Al cabo de un rato que se me hizo
eterno, la furgoneta se detuvo y me permitieron salir. Pero me encontraba en un
sitio completamente diferente. Sin dejarme tiempo apenas para echar un leve vistazo
a mi alrededor, me condujeron a una de las casas que ocupan la interminable
calle asfaltada. Allí, me recibió una mujer que se parecía a la de mi antiguo
hogar, también muy simpática.
Está conmigo un rato y luego me deja
encerrada en el garaje. No hay luz y me siento sola. El miedo consigue que mis
esfínteres se relajen.
Más tarde, alguien abrió la puerta y me
encontré cara a cara con las mismas personas que me habían visitado hacía una
semana en mi parcela. Me puse muy nerviosa; de pronto, las cosas sucedían con
demasiada rapidez y no me daba tiempo a asimilarlas.
Y otra vez lucían esa sonrisa amable y
cariñosa. Pero yo lo único que quería era volver con mi madre.
Me pusieron un collar al cuello y
ataron una cuerda a él; luego, me llevaron a rastras fuera de aquella casa.
De nuevo estoy en la parte de atrás de
un coche y de nuevo este se empieza a mover.
¿Cuántas veces más me iban a trasladar?
¿A dónde iría ahora?
A pesar de mis miedos y mi
incertidumbre iniciales, esta gente no estaba tan mal. Eran buenos conmigo; me
daban de comer, me regalaban juguetes, me llevaban de paseo y me dejaban jugar
con quienquiera que me encontrase por la calle o en el parque. Se preocupaban
por mí. Aunque se enfadaban cuando orinaba donde no debía o cuando me alejaba
corriendo demasiado. Y hubo un tiempo en que me llevaban mucho a un sitio donde
había un señor que no dejaba de toquetearme y mirarme todo el cuerpo; creo que
era por mi bien, pero me molestaba.
Lo que no me ha gustado nada es algo
que hicieron unos años atrás conmigo, con mi cuerpo. Eso de abrirme la tripa y
empezar a quitarme órganos para que no me reprodujera.
Creo que, en el fondo, ellos no querían
someterme a semejante operación. Pero, al parecer, no tenían opción. Al
parecer, venía en el contrato de adopción de cachorros.

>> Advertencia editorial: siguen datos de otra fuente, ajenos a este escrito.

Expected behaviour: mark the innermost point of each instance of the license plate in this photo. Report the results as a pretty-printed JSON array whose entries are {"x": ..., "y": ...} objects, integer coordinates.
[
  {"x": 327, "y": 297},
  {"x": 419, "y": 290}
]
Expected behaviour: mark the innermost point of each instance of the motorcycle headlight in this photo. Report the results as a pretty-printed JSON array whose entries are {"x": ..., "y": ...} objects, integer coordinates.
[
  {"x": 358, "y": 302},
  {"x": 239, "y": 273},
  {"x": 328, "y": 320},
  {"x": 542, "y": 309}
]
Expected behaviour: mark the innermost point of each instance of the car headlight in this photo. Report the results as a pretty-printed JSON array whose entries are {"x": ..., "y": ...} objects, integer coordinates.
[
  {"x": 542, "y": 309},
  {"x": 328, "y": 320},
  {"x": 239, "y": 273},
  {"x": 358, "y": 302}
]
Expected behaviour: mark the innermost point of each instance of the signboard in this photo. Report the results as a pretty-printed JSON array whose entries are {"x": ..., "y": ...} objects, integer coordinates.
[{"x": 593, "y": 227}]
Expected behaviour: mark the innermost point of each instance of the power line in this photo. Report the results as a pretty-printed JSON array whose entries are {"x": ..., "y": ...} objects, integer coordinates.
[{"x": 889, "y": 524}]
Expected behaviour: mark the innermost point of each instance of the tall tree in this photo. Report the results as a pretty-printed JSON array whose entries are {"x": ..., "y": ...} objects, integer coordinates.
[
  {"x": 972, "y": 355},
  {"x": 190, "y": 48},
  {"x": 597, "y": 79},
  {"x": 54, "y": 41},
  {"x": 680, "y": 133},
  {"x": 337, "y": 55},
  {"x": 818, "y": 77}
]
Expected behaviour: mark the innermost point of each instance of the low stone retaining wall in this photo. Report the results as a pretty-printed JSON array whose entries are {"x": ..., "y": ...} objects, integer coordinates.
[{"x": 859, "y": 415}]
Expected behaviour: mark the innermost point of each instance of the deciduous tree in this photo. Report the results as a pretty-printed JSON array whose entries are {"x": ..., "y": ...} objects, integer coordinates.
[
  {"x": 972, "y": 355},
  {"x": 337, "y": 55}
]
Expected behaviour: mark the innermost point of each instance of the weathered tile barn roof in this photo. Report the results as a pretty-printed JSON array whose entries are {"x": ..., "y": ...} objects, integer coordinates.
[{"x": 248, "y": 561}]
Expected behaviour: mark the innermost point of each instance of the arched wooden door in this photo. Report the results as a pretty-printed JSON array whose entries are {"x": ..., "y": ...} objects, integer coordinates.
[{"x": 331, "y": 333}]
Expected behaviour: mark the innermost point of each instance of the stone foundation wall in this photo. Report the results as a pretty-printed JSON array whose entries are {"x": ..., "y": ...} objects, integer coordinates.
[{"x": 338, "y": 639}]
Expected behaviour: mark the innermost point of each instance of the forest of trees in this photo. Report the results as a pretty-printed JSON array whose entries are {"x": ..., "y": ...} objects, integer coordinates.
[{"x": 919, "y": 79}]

Después de eso, el problema derivó en un
seroma del tamaño de un puño que esperaban que se reabsorbiera por sí solo al
cabo de un mes, y, mientras tanto, tuve el juego restringido porque no podía
hacer ejercicio en exceso por si la cosa se ponía fea.
Anoche soñé con mi madre; la de verdad,
no la adoptiva. Poco a poco me he ido olvidando de ella, y a veces, su recuerdo
me asalta en sueños. Una vez oí que también la habían adoptado otras personas.
¿Qué estará haciendo ahora? ¿Se acordará de mí? ¿Me echará de menos como yo a
ella? No puedo evitar un estremecimiento.
Mi cuerpo se agarrota al pensar que
hemos sido creados exclusiva e injustamente para proporcionar compañía y
servicio al ser humano. Y, a pesar de ello, a pesar de estar siempre a su
disposición, todavía hay perros abandonados, maltratados y lacerados que se
hallan solos en algún lugar de este mundo.